SKIP METALLICA, PROCEED DIRECTLY TO METAL CHURCH
There has been a veritable smorgasbord of Old Fart-approved albums over the last twelve months. New full-lengthers from the likes of such metal greats as Exodus, Death Angel, Overkill, and the mighty Testament (review here) have made this one of the most memorable and satisfying years to be an Old Fart metal fan (Metallica’s newest excluded purposefully).
Joining the aforementioned second-tier thrash titans from the 80’s with a new release is none other than Aberdeen, Washington’s Metal Church. The always under-appreciated progenitors of melodic thrash have returned with a brilliant work of art worthy of repeated headbanging sessions in the form of their newest release, This Present Wasteland.
Metal Church’s new album is everything that Metallica wanted Death Magnetic to be. It has powerful grooves, tight thrashiness, excellent vocals, stellar songwriting, memorable choruses, plus, achieving the almost impossible task of maintaining an aura of what made them great in the first place combined with the ability to be relevant in these drastically different times in heavy metal music.
One of my all-time favorite metal albums is Metal Church’s The Dark. Led by the late David Wayne’s soaring, yet gritty vocals, the band wrote catchy tunes, epic tunes, and heavy ass tunes that would make Kim Kardashian envious. Twenty-two years later, led by vocalist Ronny Munroe, the band has resurrected itself above and beyond my wildest imagination.

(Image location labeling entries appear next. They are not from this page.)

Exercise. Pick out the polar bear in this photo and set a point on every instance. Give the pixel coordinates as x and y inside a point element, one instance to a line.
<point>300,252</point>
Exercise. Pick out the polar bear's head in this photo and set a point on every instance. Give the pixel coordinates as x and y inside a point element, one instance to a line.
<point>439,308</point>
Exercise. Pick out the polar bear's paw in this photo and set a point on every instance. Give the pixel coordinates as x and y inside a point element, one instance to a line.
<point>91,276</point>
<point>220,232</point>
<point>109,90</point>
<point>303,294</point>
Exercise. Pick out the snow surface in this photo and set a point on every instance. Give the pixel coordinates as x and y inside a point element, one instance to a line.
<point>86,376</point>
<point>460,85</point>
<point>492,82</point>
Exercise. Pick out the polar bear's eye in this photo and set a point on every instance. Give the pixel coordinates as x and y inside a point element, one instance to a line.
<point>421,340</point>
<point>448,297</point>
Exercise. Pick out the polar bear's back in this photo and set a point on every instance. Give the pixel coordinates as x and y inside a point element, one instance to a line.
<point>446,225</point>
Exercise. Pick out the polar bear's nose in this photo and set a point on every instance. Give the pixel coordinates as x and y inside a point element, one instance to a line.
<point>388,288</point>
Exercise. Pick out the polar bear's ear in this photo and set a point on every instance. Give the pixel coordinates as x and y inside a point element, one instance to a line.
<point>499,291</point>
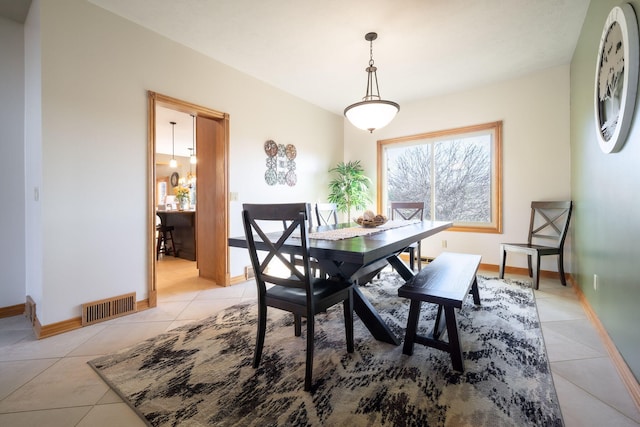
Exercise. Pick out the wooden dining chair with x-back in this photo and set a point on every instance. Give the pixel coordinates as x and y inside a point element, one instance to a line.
<point>548,226</point>
<point>296,290</point>
<point>407,211</point>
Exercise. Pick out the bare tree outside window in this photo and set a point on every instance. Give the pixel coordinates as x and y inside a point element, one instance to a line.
<point>455,173</point>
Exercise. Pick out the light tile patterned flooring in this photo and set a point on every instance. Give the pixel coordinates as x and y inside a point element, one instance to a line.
<point>48,382</point>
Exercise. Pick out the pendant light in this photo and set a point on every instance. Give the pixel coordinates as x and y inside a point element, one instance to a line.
<point>173,163</point>
<point>372,112</point>
<point>192,158</point>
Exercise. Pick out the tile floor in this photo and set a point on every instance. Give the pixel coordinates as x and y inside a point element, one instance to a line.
<point>48,382</point>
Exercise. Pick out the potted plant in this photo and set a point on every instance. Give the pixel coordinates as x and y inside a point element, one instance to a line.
<point>350,189</point>
<point>182,195</point>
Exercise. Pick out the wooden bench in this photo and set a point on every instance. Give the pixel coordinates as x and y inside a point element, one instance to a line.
<point>446,281</point>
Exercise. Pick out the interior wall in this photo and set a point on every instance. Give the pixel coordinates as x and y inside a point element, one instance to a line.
<point>605,189</point>
<point>96,70</point>
<point>12,213</point>
<point>536,161</point>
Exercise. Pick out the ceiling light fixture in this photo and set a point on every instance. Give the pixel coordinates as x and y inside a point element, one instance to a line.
<point>173,163</point>
<point>192,157</point>
<point>372,112</point>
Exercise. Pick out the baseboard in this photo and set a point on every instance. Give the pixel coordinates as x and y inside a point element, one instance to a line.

There is something to be said about an album that can evoke strong memories of what many Old Farts consider two of the brightest eras of our beloved musical genre. I’m talking, of course, about the New Wave of British Heavy Metal era encapsulated by such classic heroes such as Judas Priest, Black Sabbath, and Iron Maiden. The other would be the Bay Area Thrash scene of the early- to mid-80’s of many of the bands mentioned in the first paragraph. Throw in an additional dash of ’00 “extremeness” and you have yourself one of the top three albums of 2008.
The only remaining member of the classic Metal Church line-up is guitarist and main songwriter Kurdt Vanderhoof. I always held an affinity for Vanderhoof as he always looked out of place, even within his own band, as the clean-cut frat-boy (pre-mook) looking nice guy. Despite his then-outsider appearance, he always wrote some of the catchiest and heaviest hooks ever heard in metal (listen to “Ton of Bricks,” “Gods of Wrath,” or “Watch the Children Pray” for further evidence). His work on This Present Wasteland is no exception. From the opener “The Company of Sorrow,” to the thrashy “Meet Your Maker,” to his epic “Monster,” Vanderhoof’s songwriting is taut, vicious, and incredibly memorable.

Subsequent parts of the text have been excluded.